The CAM is not a flat array of entry registers. It is accessed indirectly through a read-window and a write-window. One logical entry = six 32-bit words = 192 bits. The amzn_cam and user_cam bundles are byte-identical in structure (13 registers: rd_idx, rd_buf_0..5 RO, wr_buf_0..5 WO) — they differ in exactly one reset value (rd_buf_1.id_cmp_dis, §3.5).

3.1 Indirect entry-access protocol [HIGH · widths; MED · semantics]

READ  entry N:  rd_idx.rd_index[6:0] = N   →  rd_buf_0..5 present entry N (6 RO words)
WRITE entry N:  fill wr_buf_0..4;  wr_buf_5.wr_index[31:24] = N  →  commits entry N

rd_index is 7-bit ([6:0], addressing ceiling 128); wr_index is 8-bit ([31:24]).
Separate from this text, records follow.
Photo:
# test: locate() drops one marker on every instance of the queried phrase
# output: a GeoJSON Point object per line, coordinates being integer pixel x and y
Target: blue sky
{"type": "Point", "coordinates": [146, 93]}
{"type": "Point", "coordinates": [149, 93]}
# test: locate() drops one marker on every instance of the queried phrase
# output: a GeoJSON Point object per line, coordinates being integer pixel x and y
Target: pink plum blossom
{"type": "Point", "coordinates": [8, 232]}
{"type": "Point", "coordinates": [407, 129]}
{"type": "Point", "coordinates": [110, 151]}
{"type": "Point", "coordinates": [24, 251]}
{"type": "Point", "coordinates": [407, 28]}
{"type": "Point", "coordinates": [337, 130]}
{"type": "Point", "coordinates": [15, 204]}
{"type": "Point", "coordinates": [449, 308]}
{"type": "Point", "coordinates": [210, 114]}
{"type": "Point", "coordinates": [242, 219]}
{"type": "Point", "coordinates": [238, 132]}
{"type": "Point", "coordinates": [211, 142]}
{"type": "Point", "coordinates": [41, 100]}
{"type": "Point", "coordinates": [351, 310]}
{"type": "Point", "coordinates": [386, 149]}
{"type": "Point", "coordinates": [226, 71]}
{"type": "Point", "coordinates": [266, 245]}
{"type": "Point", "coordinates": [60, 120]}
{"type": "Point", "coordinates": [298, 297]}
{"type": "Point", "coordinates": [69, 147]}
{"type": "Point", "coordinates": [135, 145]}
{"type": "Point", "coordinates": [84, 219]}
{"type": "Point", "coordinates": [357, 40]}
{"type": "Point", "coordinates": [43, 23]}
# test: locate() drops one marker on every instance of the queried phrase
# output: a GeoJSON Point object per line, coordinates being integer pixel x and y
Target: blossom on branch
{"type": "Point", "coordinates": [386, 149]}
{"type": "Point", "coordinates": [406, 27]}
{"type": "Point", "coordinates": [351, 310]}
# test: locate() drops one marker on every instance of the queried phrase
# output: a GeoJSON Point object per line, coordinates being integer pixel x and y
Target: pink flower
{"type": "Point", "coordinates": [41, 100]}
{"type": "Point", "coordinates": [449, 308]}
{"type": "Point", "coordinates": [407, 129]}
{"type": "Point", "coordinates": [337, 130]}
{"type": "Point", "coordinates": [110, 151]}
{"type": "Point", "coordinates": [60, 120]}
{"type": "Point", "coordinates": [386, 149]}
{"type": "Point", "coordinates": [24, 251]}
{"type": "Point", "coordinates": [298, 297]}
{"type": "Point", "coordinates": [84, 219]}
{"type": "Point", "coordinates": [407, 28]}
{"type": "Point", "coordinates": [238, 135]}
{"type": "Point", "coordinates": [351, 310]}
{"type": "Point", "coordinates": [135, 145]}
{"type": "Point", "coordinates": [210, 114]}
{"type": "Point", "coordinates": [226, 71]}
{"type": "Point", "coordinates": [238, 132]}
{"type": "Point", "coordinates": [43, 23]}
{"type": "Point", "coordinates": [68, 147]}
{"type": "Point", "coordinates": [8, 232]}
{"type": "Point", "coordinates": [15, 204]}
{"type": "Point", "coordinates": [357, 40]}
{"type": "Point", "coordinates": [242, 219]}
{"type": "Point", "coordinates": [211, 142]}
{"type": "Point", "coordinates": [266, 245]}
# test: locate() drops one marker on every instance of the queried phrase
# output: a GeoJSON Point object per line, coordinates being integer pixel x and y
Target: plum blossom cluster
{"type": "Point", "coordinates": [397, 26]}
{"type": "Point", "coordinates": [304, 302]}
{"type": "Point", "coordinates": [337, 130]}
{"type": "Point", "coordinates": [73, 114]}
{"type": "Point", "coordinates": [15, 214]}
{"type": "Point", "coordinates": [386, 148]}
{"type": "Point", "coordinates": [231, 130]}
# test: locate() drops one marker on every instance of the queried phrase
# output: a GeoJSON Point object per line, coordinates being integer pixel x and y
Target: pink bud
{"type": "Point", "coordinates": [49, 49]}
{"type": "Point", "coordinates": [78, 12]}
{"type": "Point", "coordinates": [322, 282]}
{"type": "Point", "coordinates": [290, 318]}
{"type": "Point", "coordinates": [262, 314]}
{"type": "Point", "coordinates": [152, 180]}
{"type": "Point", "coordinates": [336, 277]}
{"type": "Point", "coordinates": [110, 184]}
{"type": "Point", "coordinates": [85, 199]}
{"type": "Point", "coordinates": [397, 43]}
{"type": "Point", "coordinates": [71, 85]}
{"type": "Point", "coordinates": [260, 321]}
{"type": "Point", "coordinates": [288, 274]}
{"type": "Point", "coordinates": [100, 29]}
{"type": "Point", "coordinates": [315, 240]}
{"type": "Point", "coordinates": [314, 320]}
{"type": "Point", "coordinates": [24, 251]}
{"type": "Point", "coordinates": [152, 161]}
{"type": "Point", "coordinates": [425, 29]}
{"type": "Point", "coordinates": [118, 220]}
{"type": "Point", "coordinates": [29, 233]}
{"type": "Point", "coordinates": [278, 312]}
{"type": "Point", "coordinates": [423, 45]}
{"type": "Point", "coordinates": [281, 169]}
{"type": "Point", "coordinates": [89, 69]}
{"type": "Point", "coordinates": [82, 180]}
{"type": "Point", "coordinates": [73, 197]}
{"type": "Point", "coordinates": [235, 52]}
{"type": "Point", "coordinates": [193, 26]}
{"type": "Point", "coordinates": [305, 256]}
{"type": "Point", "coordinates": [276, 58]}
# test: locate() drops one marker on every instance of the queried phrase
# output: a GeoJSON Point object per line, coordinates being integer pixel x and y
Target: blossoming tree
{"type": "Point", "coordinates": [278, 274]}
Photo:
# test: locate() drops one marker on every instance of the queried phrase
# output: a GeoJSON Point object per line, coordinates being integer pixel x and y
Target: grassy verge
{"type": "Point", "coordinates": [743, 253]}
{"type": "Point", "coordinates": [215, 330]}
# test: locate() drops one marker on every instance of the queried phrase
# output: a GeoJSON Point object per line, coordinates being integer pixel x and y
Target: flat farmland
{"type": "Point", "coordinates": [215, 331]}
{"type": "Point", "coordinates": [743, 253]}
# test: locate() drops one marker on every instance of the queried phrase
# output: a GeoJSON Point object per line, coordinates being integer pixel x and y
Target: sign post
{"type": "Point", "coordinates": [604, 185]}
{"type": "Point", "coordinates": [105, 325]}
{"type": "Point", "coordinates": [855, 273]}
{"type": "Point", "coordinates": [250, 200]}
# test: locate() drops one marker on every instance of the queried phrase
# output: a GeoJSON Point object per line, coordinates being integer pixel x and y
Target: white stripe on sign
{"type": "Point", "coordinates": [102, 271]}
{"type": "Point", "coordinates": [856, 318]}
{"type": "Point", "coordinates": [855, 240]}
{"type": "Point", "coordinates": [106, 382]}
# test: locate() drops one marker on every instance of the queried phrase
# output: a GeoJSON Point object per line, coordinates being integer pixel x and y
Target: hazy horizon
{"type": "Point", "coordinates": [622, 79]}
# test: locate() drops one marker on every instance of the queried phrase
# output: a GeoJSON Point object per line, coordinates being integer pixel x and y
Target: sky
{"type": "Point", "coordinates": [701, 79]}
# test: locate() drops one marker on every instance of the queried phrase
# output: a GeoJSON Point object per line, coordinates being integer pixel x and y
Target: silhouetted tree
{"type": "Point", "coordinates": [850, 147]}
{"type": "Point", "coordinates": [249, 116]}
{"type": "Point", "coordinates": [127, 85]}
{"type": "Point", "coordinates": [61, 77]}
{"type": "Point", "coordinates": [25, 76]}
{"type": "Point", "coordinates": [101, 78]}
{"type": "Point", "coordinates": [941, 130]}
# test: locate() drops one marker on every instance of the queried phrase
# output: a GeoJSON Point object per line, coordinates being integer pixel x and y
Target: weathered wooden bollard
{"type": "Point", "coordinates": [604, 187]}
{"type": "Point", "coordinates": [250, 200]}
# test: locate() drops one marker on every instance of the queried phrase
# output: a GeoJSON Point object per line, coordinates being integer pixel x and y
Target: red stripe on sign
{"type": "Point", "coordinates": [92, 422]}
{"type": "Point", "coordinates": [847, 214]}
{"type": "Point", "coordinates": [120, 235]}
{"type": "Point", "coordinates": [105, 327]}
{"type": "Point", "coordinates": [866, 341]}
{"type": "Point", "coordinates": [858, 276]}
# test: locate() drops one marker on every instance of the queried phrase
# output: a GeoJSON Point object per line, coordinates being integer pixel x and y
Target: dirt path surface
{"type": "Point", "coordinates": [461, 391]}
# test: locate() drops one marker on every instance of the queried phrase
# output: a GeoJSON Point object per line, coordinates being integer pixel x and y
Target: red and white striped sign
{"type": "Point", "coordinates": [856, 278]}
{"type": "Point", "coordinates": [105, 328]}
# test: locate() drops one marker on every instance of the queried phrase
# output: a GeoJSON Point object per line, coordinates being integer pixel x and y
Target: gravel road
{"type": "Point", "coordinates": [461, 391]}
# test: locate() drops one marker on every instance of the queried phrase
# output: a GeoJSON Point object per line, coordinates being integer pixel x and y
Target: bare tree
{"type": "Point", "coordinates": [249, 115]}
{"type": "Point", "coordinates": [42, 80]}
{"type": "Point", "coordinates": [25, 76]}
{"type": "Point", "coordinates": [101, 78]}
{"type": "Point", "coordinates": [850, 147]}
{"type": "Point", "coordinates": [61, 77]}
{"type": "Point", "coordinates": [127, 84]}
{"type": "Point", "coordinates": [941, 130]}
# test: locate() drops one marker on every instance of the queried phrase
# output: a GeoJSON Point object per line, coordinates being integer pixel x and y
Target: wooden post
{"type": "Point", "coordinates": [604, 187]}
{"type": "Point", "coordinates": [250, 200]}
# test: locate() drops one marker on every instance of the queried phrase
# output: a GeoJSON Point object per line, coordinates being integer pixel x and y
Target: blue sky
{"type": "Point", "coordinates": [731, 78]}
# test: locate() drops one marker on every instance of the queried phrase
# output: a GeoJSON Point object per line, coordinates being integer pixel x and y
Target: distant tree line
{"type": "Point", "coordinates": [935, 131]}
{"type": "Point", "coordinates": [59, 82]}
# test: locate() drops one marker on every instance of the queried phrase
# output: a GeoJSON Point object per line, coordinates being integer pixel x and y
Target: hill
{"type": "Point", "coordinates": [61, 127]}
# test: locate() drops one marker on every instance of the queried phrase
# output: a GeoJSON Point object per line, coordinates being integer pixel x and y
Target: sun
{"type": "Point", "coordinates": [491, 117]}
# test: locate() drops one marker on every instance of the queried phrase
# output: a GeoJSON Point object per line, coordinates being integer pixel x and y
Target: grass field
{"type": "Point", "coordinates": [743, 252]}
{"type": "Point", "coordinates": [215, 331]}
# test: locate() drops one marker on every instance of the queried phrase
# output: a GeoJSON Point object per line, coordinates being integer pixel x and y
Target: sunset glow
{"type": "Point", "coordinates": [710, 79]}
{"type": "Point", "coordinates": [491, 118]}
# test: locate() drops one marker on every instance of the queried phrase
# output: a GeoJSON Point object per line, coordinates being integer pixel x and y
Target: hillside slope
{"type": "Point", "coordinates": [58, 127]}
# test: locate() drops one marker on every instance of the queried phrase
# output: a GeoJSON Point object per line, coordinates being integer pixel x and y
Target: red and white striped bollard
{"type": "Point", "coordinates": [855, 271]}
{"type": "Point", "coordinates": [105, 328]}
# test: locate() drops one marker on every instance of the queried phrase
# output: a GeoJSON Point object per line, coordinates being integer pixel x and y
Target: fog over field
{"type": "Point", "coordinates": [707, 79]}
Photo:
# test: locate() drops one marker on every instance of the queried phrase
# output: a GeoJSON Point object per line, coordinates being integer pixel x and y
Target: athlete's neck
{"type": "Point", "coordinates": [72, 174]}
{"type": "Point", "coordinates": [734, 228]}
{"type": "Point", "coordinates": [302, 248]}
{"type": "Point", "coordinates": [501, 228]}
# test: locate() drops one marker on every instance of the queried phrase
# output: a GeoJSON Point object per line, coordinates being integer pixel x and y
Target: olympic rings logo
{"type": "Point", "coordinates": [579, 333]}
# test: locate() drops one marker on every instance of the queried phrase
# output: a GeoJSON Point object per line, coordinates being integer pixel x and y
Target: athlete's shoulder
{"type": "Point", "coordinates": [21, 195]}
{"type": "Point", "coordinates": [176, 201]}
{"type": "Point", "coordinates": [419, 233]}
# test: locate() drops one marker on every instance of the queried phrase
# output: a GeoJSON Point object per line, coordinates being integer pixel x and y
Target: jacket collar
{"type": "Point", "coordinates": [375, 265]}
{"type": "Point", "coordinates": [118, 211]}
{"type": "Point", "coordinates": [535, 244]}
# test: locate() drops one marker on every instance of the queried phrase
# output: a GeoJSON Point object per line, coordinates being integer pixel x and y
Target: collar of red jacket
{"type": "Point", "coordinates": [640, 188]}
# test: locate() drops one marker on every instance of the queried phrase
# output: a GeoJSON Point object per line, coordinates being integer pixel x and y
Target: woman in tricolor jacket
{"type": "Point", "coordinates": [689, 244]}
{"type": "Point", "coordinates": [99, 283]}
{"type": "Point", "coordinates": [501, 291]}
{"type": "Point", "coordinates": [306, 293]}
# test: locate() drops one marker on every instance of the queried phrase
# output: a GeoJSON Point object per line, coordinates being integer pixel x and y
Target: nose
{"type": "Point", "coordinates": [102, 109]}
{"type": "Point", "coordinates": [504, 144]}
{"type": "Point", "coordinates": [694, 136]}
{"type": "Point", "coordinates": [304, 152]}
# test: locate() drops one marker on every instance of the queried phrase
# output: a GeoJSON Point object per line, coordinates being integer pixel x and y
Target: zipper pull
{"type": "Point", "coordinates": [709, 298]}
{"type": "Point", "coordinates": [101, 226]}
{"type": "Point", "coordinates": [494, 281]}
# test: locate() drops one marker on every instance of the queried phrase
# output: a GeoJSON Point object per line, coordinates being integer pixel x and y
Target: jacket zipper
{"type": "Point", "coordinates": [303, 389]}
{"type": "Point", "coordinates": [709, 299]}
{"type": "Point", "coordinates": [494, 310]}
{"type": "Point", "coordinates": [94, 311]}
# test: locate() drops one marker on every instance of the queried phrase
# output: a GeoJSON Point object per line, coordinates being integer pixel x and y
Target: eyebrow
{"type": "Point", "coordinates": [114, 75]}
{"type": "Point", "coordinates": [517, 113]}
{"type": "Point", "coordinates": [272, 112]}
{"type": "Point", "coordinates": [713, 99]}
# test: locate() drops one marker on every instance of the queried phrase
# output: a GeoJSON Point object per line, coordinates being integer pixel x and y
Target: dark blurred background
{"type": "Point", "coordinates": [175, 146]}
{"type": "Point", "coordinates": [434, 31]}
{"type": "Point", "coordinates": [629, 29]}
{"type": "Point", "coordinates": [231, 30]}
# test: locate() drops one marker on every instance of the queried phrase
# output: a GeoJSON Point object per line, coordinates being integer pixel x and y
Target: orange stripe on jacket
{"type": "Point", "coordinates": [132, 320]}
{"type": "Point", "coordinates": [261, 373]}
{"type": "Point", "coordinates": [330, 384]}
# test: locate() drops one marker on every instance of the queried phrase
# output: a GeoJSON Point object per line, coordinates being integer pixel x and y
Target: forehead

The actual CAM entry depth is a synthesis parameter and is not encoded in any shipped artifact — the addressing ceiling is 128 but the synthesized depth is unknown. [HIGH · index widths; LOW · INFERRED actual depth ≤ 128]

3.2 Per-entry word layout (read-back view, rd_buf_*) [HIGH · OBSERVED]

wordbitsfieldmeaning
rd_buf_0[31:0]cmp_addrCompare Address [31:0]
rd_buf_1[31]validentry participates in the match (1=valid)
rd_buf_1[30]wr_passon hit: 1 = write txns PASS, 0 = DENY
rd_buf_1[29]rd_passon hit: 1 = read txns PASS, 0 = DENY
rd_buf_1[28]id_cmp_dis1 = ignore AXI ID (address-only match)
rd_buf_1[27]intlv_en1 = apply the interleave bit-swap (§4.4)
rd_buf_1[26]remap_en1 = rewrite the address; 0 = pass-through
rd_buf_1[25:0]cmp_addrCompare Address [57:32]
rd_buf_2[31:0]cmp_addr_maskCompare Address Mask [31:0]
rd_buf_3[25:0]cmp_addr_maskCompare Address Mask [57:32]
rd_buf_4[31:0]remap_addrRemap (output) Address [31:0]
rd_buf_5[25:16]idAXI ID to match — 10-bit master-ID
rd_buf_5[13:0]remap_addrRemap Address [45:32]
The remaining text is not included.